Robert_Charlton - 8:38 am on Sep 5, 2012 (gmt 0)
Thanks for that! That snippet - Yes it's been long discussed. Don't know why should G even index the URL only version even though we have blocked it. G only knows!
shaunm and MikeNoLastName - Let's give it one more shot, as you haven't "blocked it" in the sense of keeping references to the page out of the index.
To repeat again what many here have said, by using robots.txt, you've kept the contents of the page from being crawled.
Because the page isn't crawled, Google doesn't see the meta robots noindex tag in the page contents.
Therefore, Google may still index the url of the page, and create "snippets" / titles / whatever it can, because of references it finds elsewhere on the web.
Google did not invent these protocols. It is simply following them.

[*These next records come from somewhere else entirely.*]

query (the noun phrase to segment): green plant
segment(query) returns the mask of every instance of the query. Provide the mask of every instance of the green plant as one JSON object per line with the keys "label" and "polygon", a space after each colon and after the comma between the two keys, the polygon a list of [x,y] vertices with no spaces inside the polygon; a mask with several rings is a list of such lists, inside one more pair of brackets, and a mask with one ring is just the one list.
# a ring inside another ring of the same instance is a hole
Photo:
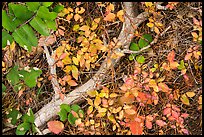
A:
{"label": "green plant", "polygon": [[[148,46],[152,42],[152,36],[150,34],[144,34],[142,37],[139,39],[138,44],[135,42],[131,42],[130,44],[130,50],[132,51],[139,51],[140,49]],[[137,54],[131,54],[129,55],[129,60],[134,60]],[[138,63],[144,63],[145,58],[144,56],[137,56],[136,60]]]}
{"label": "green plant", "polygon": [[60,116],[61,121],[65,121],[68,119],[71,125],[74,125],[75,121],[78,118],[84,117],[84,111],[80,108],[80,106],[76,104],[73,104],[71,106],[67,104],[61,104],[60,112],[58,114]]}
{"label": "green plant", "polygon": [[33,133],[36,132],[35,124],[34,124],[34,114],[31,108],[28,109],[28,112],[22,116],[22,114],[16,110],[12,109],[7,118],[11,120],[12,125],[16,125],[18,120],[21,118],[23,123],[19,124],[16,129],[16,135],[25,135],[25,133],[29,130],[32,130]]}
{"label": "green plant", "polygon": [[[53,2],[26,2],[8,4],[8,12],[2,10],[2,47],[15,40],[25,50],[36,47],[38,39],[33,31],[48,36],[49,30],[56,30],[55,18],[63,10],[62,5],[51,8]],[[52,10],[52,12],[50,12]],[[11,34],[12,33],[12,34]],[[11,34],[11,35],[10,35]]]}
{"label": "green plant", "polygon": [[[6,75],[7,80],[13,86],[15,91],[19,91],[25,84],[32,88],[36,86],[37,77],[42,74],[42,70],[33,67],[25,67],[22,70],[18,70],[18,66],[11,68],[9,73]],[[22,80],[23,82],[21,82]]]}

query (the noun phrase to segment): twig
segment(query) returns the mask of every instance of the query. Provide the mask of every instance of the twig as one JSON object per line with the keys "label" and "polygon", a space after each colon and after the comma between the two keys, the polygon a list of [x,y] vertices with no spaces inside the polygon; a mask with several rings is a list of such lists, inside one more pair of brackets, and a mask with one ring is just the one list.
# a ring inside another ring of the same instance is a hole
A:
{"label": "twig", "polygon": [[139,51],[132,51],[132,50],[129,50],[129,49],[123,49],[121,52],[122,53],[139,54],[139,53],[143,52],[144,50],[150,48],[153,44],[157,43],[159,36],[163,36],[170,28],[171,28],[171,26],[167,27],[162,33],[157,34],[156,37],[154,38],[154,40],[148,46],[140,49]]}

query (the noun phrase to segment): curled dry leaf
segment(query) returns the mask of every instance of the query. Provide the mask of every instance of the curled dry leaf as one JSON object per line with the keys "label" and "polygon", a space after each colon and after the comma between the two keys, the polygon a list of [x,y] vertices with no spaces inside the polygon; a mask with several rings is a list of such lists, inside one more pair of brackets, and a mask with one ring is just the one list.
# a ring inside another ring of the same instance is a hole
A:
{"label": "curled dry leaf", "polygon": [[64,129],[64,124],[60,121],[49,121],[47,126],[48,129],[55,134],[59,134]]}
{"label": "curled dry leaf", "polygon": [[105,21],[114,21],[115,20],[115,14],[114,13],[109,13],[105,18],[104,18]]}
{"label": "curled dry leaf", "polygon": [[156,124],[160,127],[163,127],[166,125],[166,122],[164,122],[163,120],[156,120]]}

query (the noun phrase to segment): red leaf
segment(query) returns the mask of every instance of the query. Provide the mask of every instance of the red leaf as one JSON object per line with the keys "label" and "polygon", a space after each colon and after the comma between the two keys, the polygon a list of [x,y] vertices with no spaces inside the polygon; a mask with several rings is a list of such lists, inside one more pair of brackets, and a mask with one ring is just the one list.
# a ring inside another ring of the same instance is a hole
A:
{"label": "red leaf", "polygon": [[64,124],[60,121],[49,121],[47,126],[48,129],[55,134],[59,134],[64,129]]}
{"label": "red leaf", "polygon": [[170,114],[171,113],[171,108],[165,108],[164,110],[163,110],[163,114],[164,115],[167,115],[167,114]]}
{"label": "red leaf", "polygon": [[143,132],[143,124],[137,121],[129,123],[130,130],[133,135],[142,135]]}
{"label": "red leaf", "polygon": [[148,129],[152,129],[152,122],[151,122],[151,121],[146,120],[145,125],[146,125],[146,127],[147,127]]}
{"label": "red leaf", "polygon": [[175,58],[175,52],[174,52],[174,50],[172,50],[172,51],[168,54],[167,60],[168,60],[169,62],[173,62],[173,61],[174,61],[174,58]]}
{"label": "red leaf", "polygon": [[188,116],[189,116],[189,114],[187,114],[187,113],[181,114],[181,117],[183,117],[183,118],[187,118]]}
{"label": "red leaf", "polygon": [[164,122],[163,120],[156,120],[156,124],[160,127],[163,127],[166,125],[166,122]]}
{"label": "red leaf", "polygon": [[179,113],[177,113],[176,111],[173,111],[173,110],[172,110],[172,116],[173,116],[174,118],[178,119],[179,115],[180,115]]}
{"label": "red leaf", "polygon": [[183,128],[183,129],[181,129],[181,131],[182,131],[184,134],[189,135],[189,132],[188,132],[187,129]]}

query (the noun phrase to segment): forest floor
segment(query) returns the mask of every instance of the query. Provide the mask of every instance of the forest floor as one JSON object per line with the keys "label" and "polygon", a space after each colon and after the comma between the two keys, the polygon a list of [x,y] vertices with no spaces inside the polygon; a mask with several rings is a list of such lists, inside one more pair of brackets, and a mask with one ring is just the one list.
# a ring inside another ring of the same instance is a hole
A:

For another take on this... here's a relevant section from an Official Google Blog article on the topic...
Using the robots meta tag
Official Google Webmaster Central Blog
If you use both a robots.txt file and robots meta tags
If the robots.txt and meta tag instructions for a page conflict, Googlebot follows the most restrictive. More specifically:
•If you block a page with robots.txt, Googlebot will never crawl the page and will never read any meta tags on the page.
•If you allow a page with robots.txt but block it from being indexed using a meta tag, Googlebot will access the page, read the meta tag, and subsequently not index it.
PS... I've been exactly where you're at on this. It is initially confusing. It may take some work and some reading to understand it.